Kathmandu, February 27
The government has urged the private sector to start necessary groundwork to utilise the Visakhapatnam Port of India for third-country trade. The Indian government agreed to allow Nepal-bound cargo to use the port as an additional gateway during Prime Minister KP Sharma Oli’s visit to India last week.
“The Letters of Exchange (LoEs) on ‘Operationalisation of Visakhapatnam Port’ and ‘Rail Transport To and From Visakhapatnam to Nepal’ have formalised the new transit corridor,” said Commerce Secretary Naindra Prasad Upadhyay, adding, “We will implement the same operational modality that we have been applying at Kolkata Port for the Visakhapatnam Port.”
Based on the provisions of Transit Treaty and Railway Service Agreement, Nepali traders can utilise the road corridor and rail facility, respectively, to ferry Nepal-bound cargo. “The government will facilitate the traders if they face any obstacles while utilising the facility,” said Upadhyay. He explained that there was no need for additional agreements with the southern neighbour to utilise the facility that has been extended to Nepal.
“The private sector should now approach the Visakhapatnam Port Trust for further details and we are ready to provide the required facilities for the private sector,” the commerce secretary stated.
The Visakhapatnam Port is 1,453 km far from the Inland Clearance Depot (ICD) Birgunj — the only rail-linked ICD of the country. However, traders can also ferry Nepal-bound cargo via road from the newly provided gateway or to the railway head at Jogbani (India) which is the border point with Biratnagar (Nepal).
Cost of third-country trade is expected to decrease by around 15 per cent if traders are able to bring in cargoes to Visakhapatnam, as per a study commissioned by Nepal Freight Forwarders’ Association (NEFFA) about five years back. Though transport cost from Visakhapatnam to Nepal can be relatively high as compared from Kolkata Port, which is just 737 km far from Birgunj, the ocean freight cost, cost of customs house agents and other logistic costs can be minimised by using Visakhapatnam, as per NEFFA’s study.

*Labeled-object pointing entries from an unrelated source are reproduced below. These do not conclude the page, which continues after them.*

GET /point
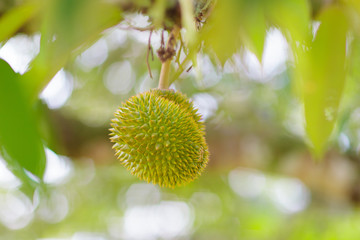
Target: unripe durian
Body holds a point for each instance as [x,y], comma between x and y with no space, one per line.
[159,137]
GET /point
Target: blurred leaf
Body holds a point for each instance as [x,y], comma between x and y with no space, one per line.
[292,17]
[254,27]
[235,24]
[19,138]
[322,74]
[15,18]
[68,25]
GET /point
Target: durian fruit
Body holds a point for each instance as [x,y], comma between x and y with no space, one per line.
[159,137]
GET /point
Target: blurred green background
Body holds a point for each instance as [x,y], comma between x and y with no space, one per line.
[74,62]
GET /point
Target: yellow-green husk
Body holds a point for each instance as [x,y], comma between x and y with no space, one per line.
[159,137]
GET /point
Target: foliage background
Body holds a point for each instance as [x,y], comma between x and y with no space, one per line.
[68,65]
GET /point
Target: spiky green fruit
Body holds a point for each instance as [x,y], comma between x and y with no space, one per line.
[159,137]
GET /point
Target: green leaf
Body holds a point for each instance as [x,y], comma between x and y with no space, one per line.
[68,25]
[12,20]
[322,72]
[233,25]
[19,138]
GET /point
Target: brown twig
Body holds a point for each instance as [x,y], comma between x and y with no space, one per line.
[164,81]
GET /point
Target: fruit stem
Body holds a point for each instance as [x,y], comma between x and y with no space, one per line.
[164,81]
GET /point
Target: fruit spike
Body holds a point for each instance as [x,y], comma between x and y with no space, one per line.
[159,137]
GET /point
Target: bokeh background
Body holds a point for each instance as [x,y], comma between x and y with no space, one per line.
[261,181]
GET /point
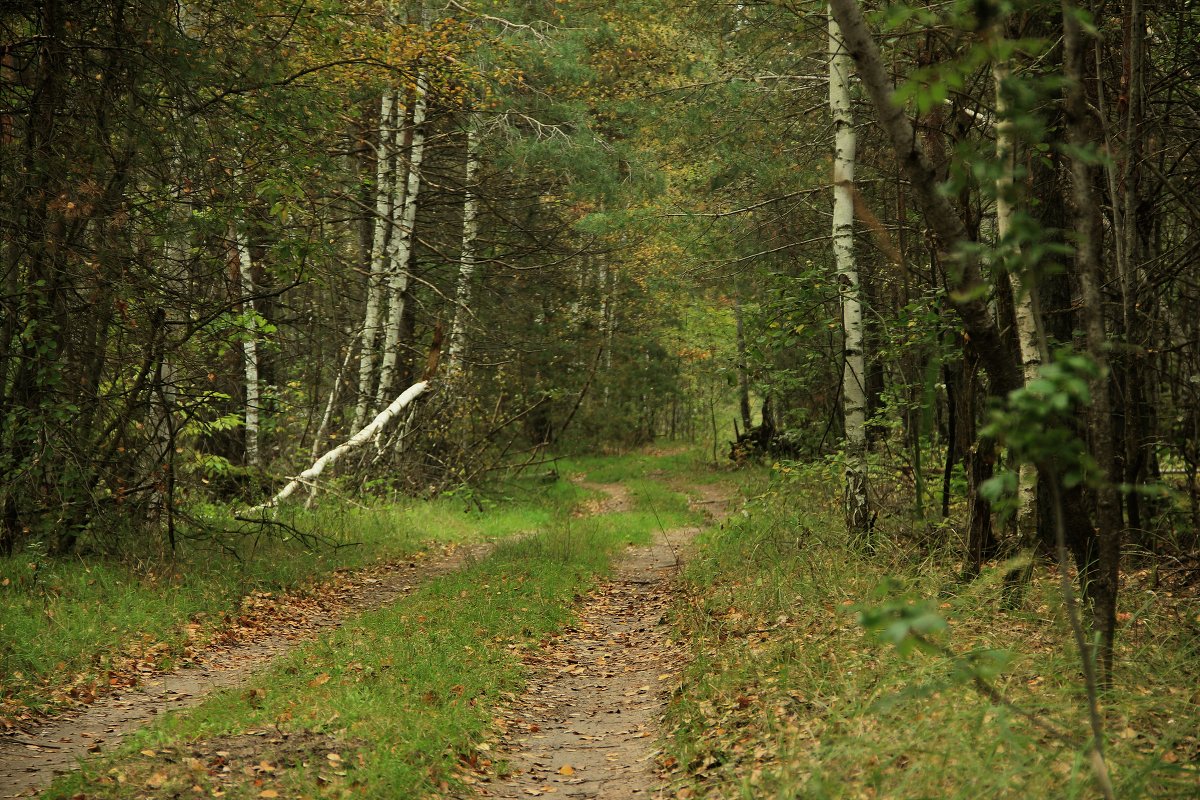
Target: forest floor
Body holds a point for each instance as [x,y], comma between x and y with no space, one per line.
[269,627]
[586,725]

The government, on the other hand, is also preparing to request the government of India to set up a customs office at Singabad as India has agreed to provide rail transit facility through Singabad in India for Nepal’s trade with and through Bangladesh. The government wants to utilise this facility provided by India as soon as possible.
As the Nepal-India commerce secretary level talks is scheduled for April this year, Nepal will finalise all the necessary procedures to utilise the two transit corridors extended by India. Nepal will also request India to conclude the LoE of the bulk cargo movement from Kolkata to Nautanwa (railway head) and Kolkata to Jogbani. Nepal has sought the two additional routes for bulk cargo movement owing to the congestion at ICD Birgunj and transportation cost involved to ferry bulk cargo from Birgunj to Bhairahawa and Biratnagar.
However, the private sector has said that they will not be able to utilise Visakhapatnam Port until the government finalises certain pre-requisites like establishing a Consulate General Office in Visakhapatnam like the one in Kolkata.
“The current Railway Service Agreement (RSA) allows only Container Corporation (CONCOR), a subsidiary of the Indian Railways, to ferry Nepal-bound cargo,” said Rajan Sharma, president of NEFFA.
“Though there is a provision which states that both the governments can review the details of the RSA every six months, there is an issue regarding open wagon and refrigerated containers since long that we need to sort out,” added Sharma. “It will take at least three months for private sector to utilise Visakhapatnam Port for Nepal-bound cargo.”
A version of this article appears in print on February 28, 2016 of The Himalayan Times.